Il faut tâcher de régler les problèmes quand ils se présentent. La communication, c'est ce qui est le plus important dans les relations amoureuses, familiales et professionnelles. Quand on a quelque chose à dire, il faut le communiquer. C'est facile à dire, mais difficile à faire. Il faut trouver le moment opportun pour le faire, et c'est à chacun de trouver ce moment et aussi la manière de le dire. Quand on a quelque chose de désagréable à dire, il ne faut pas attaquer l'autre; il faut simplement lui dire ce qu'on ressent. C'est une des bonnes choses que j'ai apprises dans mes cours de psychologie et dont je me sers régulièrement.
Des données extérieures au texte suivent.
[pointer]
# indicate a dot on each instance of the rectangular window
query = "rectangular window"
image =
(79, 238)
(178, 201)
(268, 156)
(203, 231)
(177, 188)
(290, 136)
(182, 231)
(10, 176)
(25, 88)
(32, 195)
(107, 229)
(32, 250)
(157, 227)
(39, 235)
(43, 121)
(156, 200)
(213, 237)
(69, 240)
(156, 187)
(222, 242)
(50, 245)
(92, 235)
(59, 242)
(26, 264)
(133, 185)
Il faut être réceptif aux problèmes des autres et ne jamais les culpabiliser.. Moi, le ne regarde pas le plafond quand on me parle...
La psychologie est un domaine qui semble toujours vous intéresser vivement. Aimeriez-vous éventuellement terminer vos études?
Je ne travaillerai pas dans le domaine de la psychologie, mais plutôt au magasin familial. Je n'ai pas le goût de voir des gens de l'extérieur s'en occuper. J'y ai travaillé pendant quatre ans et j'ai adoré ça parce que je pouvais m'y intéresser et exprimer mes idées. Ce magasin existe depuis 15 ans, et je ne pourrais pas travailler ailleurs. Ma mère s'en occupe avec ma tante et mon frère, Denis, et malgré le départ de mon père, les affaires roulent très bien. J'aimerais travailler avec elle.
Aujourd'hui, vous êtes, somme toute, une jeune femme comblée. Vous reste-t-il quelques beaux rêves à réaliser?
Continuer à faire de la musique, parce que ça permet aux jeunes d'être heureux et parce que ça me procure une très grande satisfaction. J'aimerais chanter un peu partout, en Europe, en Asie, au Japon et en Afrique, mais en demeurant le plus souvent possible au Québec, parce que je suis très bien chez moi avec ma mère, ma soeur Hélène, mon frère Denis et ma petite nièce, Valérie. Et un autre de mes grands rêves, ce serait d'acheter un voilier de 60 pieds pour naviguer un peu partout. Je crois sincèrement que je vais finir mes jours sur un bateau, avec ou sans famille.